Gabrielle Union (53) hat ihren Vater verloren. Die US-Schauspielerin, unter anderem bekannt aus "Girls United" und "Bad Boys II", verabschiedet sich auf Instagram mit einem bewegenden Beitrag. Sie teilt in einem Video alte Familenaufnahmen und Rückblicke auf Momente mit ihren Vater. Gleichzeitig deutet sie an, wie schwierig die vergangenen Jahre gewesen sein müssen. Ihr Vater Sylvester war an Demenz erkrankt.
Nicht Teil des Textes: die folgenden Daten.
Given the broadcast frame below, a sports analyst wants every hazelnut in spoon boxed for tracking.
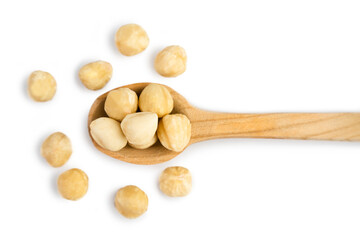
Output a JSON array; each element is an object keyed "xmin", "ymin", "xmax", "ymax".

"Am gestrigen Morgen ist mein Vater, Sylvester 'Cully' Union Jr., verstorben", schreibt die 53-Jährige. "Egal, wie viel man über Demenz zu wissen glaubt, bereitet einen nichts darauf vor, wie schmerzhaft langsam ein geliebter Mensch verschwindet", berichtet die Schauspielerin von ihren Erfahrungen. Erst seien es "Wortwiederholungen oder das Vergessen kleiner Dinge hier und da und dann kann er plötzlich nicht mehr schlucken oder gehen. [...] Man hofft auf anhaltenden Augenkontakt oder ein Lächeln; schon ein Händedruck kann einem das Gefühl geben, dass er jeden Moment wieder 'normal' zu einem zurückkehren könnte." Es sei "brutal".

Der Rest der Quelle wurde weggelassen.